Scientists have identified a new pair of antibodies that could fend off multiple COVID-19 variants. Found in people who successfully recovered from the illness, these antibodies attach to a part of the COVID-19 virus that doesn’t appear to mutate, potentially allowing them to last longer in the body.
Vaccinations for viruses like COVID-19 work by introducing bits of genetic code, or mRNA, to the body. The mRNA contains instructions that direct the body to produce a small, harmless piece of the target virus. With this piece of the virus in the body, the immune system learns to manufacture antibodies that work against the virus, thus preparing it for “real-life” exposure to the disease.
But the virus behind COVID-19 is infamous for evolving quickly. As the virus morphs, the antibodies required to fight it must change, too, which means the vaccine itself must change.
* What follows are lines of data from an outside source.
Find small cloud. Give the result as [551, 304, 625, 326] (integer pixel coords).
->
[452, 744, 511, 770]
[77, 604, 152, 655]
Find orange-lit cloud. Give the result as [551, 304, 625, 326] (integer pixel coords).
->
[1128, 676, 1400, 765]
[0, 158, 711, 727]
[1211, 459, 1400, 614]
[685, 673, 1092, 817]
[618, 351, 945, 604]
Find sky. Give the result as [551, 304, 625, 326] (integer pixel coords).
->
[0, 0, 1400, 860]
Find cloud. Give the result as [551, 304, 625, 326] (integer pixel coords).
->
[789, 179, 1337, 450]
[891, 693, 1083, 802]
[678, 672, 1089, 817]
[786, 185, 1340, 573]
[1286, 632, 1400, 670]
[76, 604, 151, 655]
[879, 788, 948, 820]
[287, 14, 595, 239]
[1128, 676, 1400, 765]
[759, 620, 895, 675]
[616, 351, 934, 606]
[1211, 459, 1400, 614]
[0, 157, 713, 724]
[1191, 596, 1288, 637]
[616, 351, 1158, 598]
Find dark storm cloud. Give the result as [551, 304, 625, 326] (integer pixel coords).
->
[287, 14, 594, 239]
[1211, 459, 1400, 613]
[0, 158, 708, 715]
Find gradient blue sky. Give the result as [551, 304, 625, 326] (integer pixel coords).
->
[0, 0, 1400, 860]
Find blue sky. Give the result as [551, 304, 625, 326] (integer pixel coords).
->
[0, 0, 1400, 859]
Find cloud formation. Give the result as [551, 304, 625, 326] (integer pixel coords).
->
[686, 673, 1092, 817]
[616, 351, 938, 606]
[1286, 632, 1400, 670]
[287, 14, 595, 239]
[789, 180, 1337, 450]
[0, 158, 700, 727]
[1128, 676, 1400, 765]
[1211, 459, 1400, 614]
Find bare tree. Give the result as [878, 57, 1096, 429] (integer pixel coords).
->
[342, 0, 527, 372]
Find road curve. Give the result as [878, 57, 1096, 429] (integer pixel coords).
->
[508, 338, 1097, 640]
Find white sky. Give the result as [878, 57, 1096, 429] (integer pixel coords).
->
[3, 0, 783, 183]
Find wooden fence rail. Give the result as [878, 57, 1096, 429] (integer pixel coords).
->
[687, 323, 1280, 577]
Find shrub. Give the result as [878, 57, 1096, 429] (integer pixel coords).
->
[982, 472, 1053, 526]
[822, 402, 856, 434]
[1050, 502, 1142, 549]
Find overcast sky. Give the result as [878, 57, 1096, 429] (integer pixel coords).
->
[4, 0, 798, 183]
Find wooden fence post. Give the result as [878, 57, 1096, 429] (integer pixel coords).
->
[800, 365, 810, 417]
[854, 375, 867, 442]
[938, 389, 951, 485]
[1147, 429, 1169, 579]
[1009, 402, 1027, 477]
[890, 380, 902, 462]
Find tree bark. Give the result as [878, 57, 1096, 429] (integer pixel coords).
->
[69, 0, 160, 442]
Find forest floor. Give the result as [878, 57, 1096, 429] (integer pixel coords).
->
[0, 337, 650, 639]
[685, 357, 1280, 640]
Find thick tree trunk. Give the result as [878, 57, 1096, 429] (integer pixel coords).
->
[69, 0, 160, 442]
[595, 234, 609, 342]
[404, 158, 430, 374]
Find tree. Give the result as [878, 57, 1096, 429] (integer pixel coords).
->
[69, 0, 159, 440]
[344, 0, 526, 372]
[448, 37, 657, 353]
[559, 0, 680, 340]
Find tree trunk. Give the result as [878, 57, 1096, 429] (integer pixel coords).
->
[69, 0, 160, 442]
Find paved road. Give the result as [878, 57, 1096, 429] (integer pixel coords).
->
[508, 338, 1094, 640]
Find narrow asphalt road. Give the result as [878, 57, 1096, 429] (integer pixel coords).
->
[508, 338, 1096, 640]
As a result, scientists are constantly working to play vaccine catch-up, producing inoculations for a particular variant months after it’s begun to spread.
The antibodies discovered by researchers at Stanford University, Rockefeller University, and Seattle’s Fred Hutchinson Cancer Center meanwhile appear to work in such a way as to maintain their hold on the virus, even as it adapts. According to a paper published this month in Science Translational Medicine, two different types of antibodies work in tandem to tackle the SARS-CoV-2 spike protein by attaching to parts of the virus that do not mutate. This means the antibodies can maintain their hold on the spike protein long enough to neutralize the virus in the body.
CoV2-biRN5 and CoV2-biRN7 each attach to different parts of the SARS-CoV-2 spike protein, preventing it from infecting human cells.
Credit: Christopher O. Barnes/Adonis Rubio/Stanford University
The researchers identified these antibodies within samples donated by COVID-19 survivors. Collectively, the pair are called CoV2-biRNs, and they deliver a one-two punch that disables the virus altogether. One antibody, CoV2-biRN5, works by attaching to the spike protein’s N-terminal domain, or NTD, which itself doesn’t change. Then, the antibody called CoV2-biRN7 can attach to the spike protein’s receptor-binding domain, or RBD, thus preventing the protein from infecting healthy human cells.
In an in-vitro test (i.e. in a petri dish), the researchers saw that both CoV2-biRN antibodies retained their ability to neutralize multiple variants of the COVID-19 virus. The antibodies also reduced viral load in the lungs of mice exposed to a single Omicron variant. Together, these findings suggest that the CoV2-biRN pairing could be the key to stopping COVID-19’s many evolutions in their tracks—though extensive additional research will be necessary before the antibodies can be used in a vaccine.
“Viruses constantly evolve to maintain the ability to infect the population,” senior study author and Stanford University assistant biology professor Christopher Barnes said. “To counter this, the antibodies we develop must continuously evolve as well to remain effective.”